A estratégia independente de recapitalização da administração do banco Barclays está a provocar uma reacção dos accionistas não árabes face aos privilégios concedidos aos investidores do Qatar e do Abu Dhabi na aquisição de 1/3 das acções, por USD 8,9 mil milhões/bilhões (mm/bi), à taxa de juro anual de 14%.

O conglomerado financeiro britânico, que recusou aceder ao programa estatal de ajuda aos bancos, desencadeou uma segunda operação de financiamento da estrutura de capital – USD 11,2 mil milhões/bilhões (mm/bi) – para os actuais accionistas de referência. Estes consideram as condições da operação prejudicial aos seus interesses.

A seguradora Legal & General e o grupo Aviva Investors, que controlam respectivamente 5% e 1% do capital do Barclays, lideram a revolta dos accionistas para pôr em causa os acordos de recapitalização na Assembleia Geral Extraordinária programada para o próximo dia 24. As duas operações de recapitalização carecem de aprovação maioritária da AG.

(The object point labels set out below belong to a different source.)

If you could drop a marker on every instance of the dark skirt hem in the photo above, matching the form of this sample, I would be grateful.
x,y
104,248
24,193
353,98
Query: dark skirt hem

Os principais argumentos contra referem a dissolução do poder dos actuais accionistas e os termos “inaceitavelmente favoráveis” que o acordo garante aos investidores árabes.

O dramatismo da situação, descrita hoje abundantemente pela generalidade da media britânica, pode ameaçar a estabilidade da gestão e pressionar o presidente John Varley e a administração à humilhante alteração das condições do acordo selado com os árabes, facto que pode minar a autoridade dos gestores de topo.

Os críticos de Varley acusam-no de pagar juros muito superiores aos do programa do governo, para poder recusar o apoio estatal e garantir a continuação do pagamento de chorudos bónus e comissões à equipa de gestão, à revelia da prática actualmente adoptada pela generalidade dos concorrentes.